Paul slammed the van door and replied, “Just keep heading up the road. You’ll see the turnoff in about another twenty yards.”
“Awesome.” I started the van’s engine and began driving slowly down the uneven dirt road. Much to my surprise, the surface leveled out dramatically before we’d gone very much farther. The van stopped jarring and jouncing, settling into a more normal, smooth ride. The look on my face must have been good, because Nathan and Paul both burst out laughing.
“Oh, man, that gets you newbies every time!” said Paul, slapping his knee with one meaty lumberjack hand. “We maintain the road once you get far enough off the surface streets. Never know when you’re going to need to burn rubber without blowing an axle.”
“Yeah, that was high comedy,” I said, barely managing to keep the annoyance out of my voice. I couldn’t afford to get annoyed. Becks was already halfway there, and one of us needed to be the reasonable one.
I could do it, offered George.
One of us who actually had a body needed to be the reasonable one, I inwardly amended. “Where to next?” I asked.
“Keep going,” said Nathan. “You’ll know the turnoff when you see it.”
“Sure,” I said, and hit the gas a little harder, accelerating from two miles an hour to a more respectable five. The turnoff came into view a few seconds later, leading to a broad gravel road. Trees shaded it almost completely; I could tell just by looking at the branches that it would grant almost total protection from aerial surveillance.
Even Becks abandoned her suspicious observation of our passengers as she leaned forward to study the road, and pronounced her verdict: “Cool.”
“Very cool,” I agreed, and made the turn.

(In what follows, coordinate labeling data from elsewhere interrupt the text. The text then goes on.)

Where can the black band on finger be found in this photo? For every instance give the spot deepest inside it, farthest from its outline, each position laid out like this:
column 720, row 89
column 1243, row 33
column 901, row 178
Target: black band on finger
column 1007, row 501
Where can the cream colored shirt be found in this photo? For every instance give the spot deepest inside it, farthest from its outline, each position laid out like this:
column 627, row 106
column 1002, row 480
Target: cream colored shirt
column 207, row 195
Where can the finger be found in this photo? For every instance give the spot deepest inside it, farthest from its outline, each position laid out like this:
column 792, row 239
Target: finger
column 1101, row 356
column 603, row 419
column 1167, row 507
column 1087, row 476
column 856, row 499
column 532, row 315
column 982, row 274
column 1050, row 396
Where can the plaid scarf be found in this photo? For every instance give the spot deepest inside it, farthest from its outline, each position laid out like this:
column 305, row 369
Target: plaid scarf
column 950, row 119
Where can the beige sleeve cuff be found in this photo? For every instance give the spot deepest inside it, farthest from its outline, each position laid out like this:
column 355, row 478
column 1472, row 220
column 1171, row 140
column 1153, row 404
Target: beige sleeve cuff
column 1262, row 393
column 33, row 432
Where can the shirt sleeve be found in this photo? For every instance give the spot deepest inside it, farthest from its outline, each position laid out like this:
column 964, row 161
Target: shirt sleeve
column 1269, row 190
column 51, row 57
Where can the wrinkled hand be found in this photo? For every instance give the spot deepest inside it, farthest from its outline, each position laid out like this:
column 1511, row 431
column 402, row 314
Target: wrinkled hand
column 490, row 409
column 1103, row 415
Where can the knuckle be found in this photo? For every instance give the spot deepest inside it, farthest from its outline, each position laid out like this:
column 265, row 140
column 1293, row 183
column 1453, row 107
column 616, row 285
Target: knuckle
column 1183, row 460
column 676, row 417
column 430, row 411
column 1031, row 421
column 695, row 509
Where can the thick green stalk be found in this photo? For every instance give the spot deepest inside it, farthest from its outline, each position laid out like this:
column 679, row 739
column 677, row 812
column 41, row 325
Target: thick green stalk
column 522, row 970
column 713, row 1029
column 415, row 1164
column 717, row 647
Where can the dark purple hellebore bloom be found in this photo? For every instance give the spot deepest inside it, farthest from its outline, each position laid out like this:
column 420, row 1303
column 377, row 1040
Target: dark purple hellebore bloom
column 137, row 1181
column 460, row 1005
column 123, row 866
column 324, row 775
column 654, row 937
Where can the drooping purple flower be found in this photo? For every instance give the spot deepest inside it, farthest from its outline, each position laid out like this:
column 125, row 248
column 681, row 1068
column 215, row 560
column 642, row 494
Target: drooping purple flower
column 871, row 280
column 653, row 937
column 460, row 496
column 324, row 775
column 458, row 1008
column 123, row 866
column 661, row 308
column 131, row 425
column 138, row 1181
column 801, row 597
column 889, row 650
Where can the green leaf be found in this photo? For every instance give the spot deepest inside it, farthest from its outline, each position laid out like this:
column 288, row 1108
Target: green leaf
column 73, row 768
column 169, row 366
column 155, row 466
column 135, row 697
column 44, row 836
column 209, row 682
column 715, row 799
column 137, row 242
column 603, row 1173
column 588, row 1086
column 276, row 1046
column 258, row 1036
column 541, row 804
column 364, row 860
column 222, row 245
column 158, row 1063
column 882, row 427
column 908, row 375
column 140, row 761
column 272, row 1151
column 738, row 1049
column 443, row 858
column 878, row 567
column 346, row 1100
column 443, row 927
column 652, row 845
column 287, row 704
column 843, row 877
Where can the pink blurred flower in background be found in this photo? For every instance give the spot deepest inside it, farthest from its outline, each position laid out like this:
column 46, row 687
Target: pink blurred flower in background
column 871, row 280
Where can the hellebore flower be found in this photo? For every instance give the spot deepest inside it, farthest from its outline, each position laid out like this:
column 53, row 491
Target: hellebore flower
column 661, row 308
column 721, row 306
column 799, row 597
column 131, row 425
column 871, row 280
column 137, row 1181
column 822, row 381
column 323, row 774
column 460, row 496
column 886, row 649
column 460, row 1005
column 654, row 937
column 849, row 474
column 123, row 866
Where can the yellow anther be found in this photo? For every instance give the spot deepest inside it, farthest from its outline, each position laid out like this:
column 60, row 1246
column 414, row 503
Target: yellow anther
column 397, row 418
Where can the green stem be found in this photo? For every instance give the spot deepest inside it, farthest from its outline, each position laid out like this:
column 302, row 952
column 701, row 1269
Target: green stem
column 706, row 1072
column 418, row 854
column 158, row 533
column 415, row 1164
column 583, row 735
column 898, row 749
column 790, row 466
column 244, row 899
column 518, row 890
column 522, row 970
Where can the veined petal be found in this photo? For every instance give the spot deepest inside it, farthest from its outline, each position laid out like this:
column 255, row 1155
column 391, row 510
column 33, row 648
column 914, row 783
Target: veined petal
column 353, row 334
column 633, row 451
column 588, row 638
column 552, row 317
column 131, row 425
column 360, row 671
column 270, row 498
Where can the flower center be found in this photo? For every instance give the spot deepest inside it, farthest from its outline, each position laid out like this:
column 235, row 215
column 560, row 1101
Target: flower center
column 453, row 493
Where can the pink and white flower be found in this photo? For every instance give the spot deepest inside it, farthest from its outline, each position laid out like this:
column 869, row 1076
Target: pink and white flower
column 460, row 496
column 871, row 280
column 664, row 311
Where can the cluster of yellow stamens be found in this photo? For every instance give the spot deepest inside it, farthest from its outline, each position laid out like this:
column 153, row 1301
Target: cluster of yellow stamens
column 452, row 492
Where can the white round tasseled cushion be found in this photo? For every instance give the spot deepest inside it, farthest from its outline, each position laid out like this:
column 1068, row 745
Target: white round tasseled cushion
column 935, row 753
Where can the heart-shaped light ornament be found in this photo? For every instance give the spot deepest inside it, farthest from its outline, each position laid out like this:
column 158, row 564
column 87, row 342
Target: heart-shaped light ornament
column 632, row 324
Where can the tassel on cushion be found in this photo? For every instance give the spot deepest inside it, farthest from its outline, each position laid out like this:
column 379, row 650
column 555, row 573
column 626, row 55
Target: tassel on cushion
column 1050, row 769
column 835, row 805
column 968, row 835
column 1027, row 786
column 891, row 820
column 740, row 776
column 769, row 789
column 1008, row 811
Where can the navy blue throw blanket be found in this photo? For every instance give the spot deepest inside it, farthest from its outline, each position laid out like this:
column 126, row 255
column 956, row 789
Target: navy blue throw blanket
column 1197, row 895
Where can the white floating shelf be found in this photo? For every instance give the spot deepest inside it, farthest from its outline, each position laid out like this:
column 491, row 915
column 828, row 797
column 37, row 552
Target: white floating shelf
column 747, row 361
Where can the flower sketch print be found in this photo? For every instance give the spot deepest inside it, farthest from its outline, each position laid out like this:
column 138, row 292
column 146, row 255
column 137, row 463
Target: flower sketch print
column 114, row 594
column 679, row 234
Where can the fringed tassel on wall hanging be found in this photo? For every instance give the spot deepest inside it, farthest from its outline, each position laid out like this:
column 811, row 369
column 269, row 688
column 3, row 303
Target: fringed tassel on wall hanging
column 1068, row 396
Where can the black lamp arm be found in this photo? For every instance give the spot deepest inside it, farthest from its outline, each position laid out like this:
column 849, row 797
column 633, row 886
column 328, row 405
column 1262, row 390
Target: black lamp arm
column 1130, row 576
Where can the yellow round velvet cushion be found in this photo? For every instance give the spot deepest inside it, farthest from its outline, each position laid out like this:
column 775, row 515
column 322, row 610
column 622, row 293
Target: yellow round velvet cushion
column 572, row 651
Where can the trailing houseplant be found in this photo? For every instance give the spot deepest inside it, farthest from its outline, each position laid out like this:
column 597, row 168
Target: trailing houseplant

The trees that sheltered the road also cut off most visibility as we drove. That, too, was almost certainly intentional. We had been following the gravel road for about five minutes when it curved gently to the side, a last veil of foliage fell away, and we found ourselves facing a pre-Rising building that looked almost unchanged from those careless, bygone days. Unchanged except for the electrified fence with the barbed wire around the top, that is. The fence didn’t fit with any of the pictures I’d seen of pre-Rising architecture. The rest of the structure, however, was almost certainly older than I was, built when this area was a thriving tourist corridor, and not the blasted back end of nowhere. Two men were pulling the gate open.
A row of fuel pumps sat off to one side, inside the fence but distanced from the main building, as if they had been an afterthought. There was also a row of portable toilets, and what looked like a portable decontamination shower. These people had thought of everything, and then they’d jury-rigged it all with plastic sheets and duct tape.
“Welcome to Denny’s,” said Nathan.
I glanced over my shoulder at him as I pulled the van through the open gate and steered to a stop just outside a second, shorter fence. This one only encircled the main building. “I thought that was a diner chain.”
“It was. So was this.” He grinned. “We’re handy out here.”
“Really?” I turned back to the building, blinking. “I’ve never seen one with the windows intact.”
“We got lucky out here,” said Paul. “The Denny’s was already closed down when the Rising hit. They said it was an ‘economic downturn,’ and then the zombies came before anybody had to admit that we were having a depression. Good timing for everybody.”
“Except the people who got eaten,” said Becks.
“Well, true; probably not for them,” allowed Paul. He opened the van door, sliding out. His boots crunched when they hit the gravel. “Come on. Let’s see what we can work out in terms of trade.”
Nathan followed him out of the van. The two of them seemed to be perfectly at ease as they ambled toward the refitted diner. I stayed where I was for a moment, squinting at the trees.
Becks paused in the process of unbuckling her seat belt. “What?”
“We’re in the woods. Even if there aren’t any bears out here, there should be deer. So why are our friends so calm?” A glint of light high in a tree—in a spot where light had no business glinting—caught my eye. I jabbed a finger toward it, not caring if anyone saw me. “There. They have cameras in the trees. Possibly snipers, too. They were stalling us on the road while their people got into position.”
“Did anyone ever tell you that you really know how to make a girl feel all warm and fuzzy inside, Mason?”